Die große Ruhestandswelle bei den jetzigen Praxisinhabern steht noch bevor

„Obwohl die Arztzahlen absolut gesehen steigen, führt dies nicht automatisch zu einer besseren Versorgungssituation. Jüngere Ärztinnen und Ärzte bevorzugen vermehrt Angestelltenverhältnisse und Teilzeitarbeit. Das hat Auswirkungen auf ihre Verfügbarkeit in der Praxis“, sagte Hofmeister: „Die große Ruhestandswelle bei den jetzigen Praxisinhabern steht uns erst noch bevor. Es gilt also, die Versorgung so zu organisieren, dass die verbleibenden Kräfte und deren Zeit so effizient wie möglich eingesetzt werden. Oder anders ausgedrückt: Die Ressource Arzt ist ein hohes Gut, mit dem wir sorgsam umgehen müssen.“

62 Prozent der Patienten lehnen die Videosprechstunde für sich selbst ab.

Das positive Verhältnis zwischen Ärzten und Patienten spiegelt sich auch in der Beurteilung der Videosprechstunde seitens der Versicherten wider. 62 Prozent lehnen diese für sich selbst ab.

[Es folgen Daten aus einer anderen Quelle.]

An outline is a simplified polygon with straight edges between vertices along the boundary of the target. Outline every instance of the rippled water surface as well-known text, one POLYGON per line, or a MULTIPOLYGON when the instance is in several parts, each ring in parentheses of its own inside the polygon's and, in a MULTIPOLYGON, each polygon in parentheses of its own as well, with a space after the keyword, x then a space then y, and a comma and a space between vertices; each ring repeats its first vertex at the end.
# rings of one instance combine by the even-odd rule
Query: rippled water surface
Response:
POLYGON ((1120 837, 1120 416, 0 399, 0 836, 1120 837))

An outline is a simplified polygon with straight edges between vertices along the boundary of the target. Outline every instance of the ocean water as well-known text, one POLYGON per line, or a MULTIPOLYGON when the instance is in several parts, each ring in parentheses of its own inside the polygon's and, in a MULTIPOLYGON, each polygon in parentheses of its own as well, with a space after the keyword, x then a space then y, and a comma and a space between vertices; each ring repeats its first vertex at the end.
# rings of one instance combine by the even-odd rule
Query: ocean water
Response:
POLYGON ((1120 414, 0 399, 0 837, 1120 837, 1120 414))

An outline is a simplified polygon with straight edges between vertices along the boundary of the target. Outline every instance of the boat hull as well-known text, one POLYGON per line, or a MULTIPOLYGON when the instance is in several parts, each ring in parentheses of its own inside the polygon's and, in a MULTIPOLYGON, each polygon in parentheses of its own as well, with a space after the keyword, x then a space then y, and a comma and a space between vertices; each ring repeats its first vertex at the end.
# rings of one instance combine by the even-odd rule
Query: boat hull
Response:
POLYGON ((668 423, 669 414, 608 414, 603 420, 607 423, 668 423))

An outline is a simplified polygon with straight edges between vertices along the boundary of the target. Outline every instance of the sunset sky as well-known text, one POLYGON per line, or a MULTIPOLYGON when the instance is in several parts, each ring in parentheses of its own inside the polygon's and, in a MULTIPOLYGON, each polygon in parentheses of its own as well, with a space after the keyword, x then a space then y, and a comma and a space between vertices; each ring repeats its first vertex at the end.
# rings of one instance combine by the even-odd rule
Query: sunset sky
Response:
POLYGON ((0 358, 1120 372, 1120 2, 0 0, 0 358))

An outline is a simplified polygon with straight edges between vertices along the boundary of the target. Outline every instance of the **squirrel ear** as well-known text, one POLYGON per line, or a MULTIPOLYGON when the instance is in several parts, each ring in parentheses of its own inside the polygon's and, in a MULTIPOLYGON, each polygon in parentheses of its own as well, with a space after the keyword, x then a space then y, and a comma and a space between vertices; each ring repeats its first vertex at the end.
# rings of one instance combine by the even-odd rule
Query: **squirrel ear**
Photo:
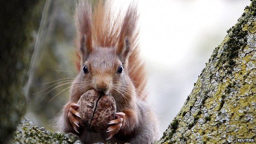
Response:
POLYGON ((88 55, 92 51, 91 39, 84 34, 82 37, 81 41, 80 52, 82 57, 81 60, 82 61, 82 62, 84 63, 87 59, 88 55))
POLYGON ((116 50, 117 53, 123 64, 128 57, 130 49, 130 43, 129 39, 126 37, 122 43, 119 44, 116 50))

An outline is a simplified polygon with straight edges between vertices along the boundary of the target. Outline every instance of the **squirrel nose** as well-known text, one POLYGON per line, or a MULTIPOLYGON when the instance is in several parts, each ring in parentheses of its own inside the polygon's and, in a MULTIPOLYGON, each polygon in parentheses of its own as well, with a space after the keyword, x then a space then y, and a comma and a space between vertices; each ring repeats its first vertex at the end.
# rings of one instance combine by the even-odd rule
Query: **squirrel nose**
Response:
POLYGON ((101 82, 97 84, 96 85, 97 88, 101 90, 105 90, 108 87, 108 84, 104 82, 101 82))

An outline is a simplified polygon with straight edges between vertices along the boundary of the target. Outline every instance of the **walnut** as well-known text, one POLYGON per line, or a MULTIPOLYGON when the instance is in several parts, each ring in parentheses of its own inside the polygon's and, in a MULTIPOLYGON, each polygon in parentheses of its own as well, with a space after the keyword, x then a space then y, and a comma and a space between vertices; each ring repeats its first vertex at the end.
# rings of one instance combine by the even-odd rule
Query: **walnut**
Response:
POLYGON ((77 110, 82 118, 80 123, 89 132, 101 132, 114 119, 117 111, 116 102, 111 96, 103 95, 95 90, 84 94, 77 103, 77 110))

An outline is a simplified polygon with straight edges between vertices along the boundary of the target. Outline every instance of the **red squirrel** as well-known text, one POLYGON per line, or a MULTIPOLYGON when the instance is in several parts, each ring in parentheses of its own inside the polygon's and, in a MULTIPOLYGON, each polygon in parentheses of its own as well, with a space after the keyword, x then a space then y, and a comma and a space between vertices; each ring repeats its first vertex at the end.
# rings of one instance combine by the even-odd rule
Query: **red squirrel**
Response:
POLYGON ((103 0, 94 7, 87 0, 77 5, 78 73, 57 125, 61 131, 77 135, 86 144, 150 143, 158 138, 159 126, 146 99, 147 79, 139 55, 137 7, 131 4, 123 16, 118 11, 115 16, 111 5, 103 0), (81 129, 78 120, 80 116, 76 103, 92 89, 111 95, 116 103, 115 119, 104 133, 81 129))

„Die meisten Menschen wünschen sich den persönlichen Kontakt zu ihrem Arzt und stehen einer Fernbehandlung oder auch nur -beratung skeptisch gegenüber“, kommentierte Dr. Thomas Kriedel, Mitglied des KBV-Vorstands. 72 Prozent der Personen, welche die Videosprechstunde ablehnen, nannten als wichtigsten Grund, den direkten Kontakt zum Arzt zu bevorzugen.

Die Versichertenbefragung wird seit 2006 regelmäßig von der Forschungsgruppe Wahlen Telefonfeld GmbH im Auftrag der KBV durchgeführt. Im Zeitraum vom 11. März bis 29. April 2019 wurden telefonisch mehr als 6.100 Versicherte ab 18 Jahren zu ihrer Einschätzung der Versorgungssituation in Deutschland befragt.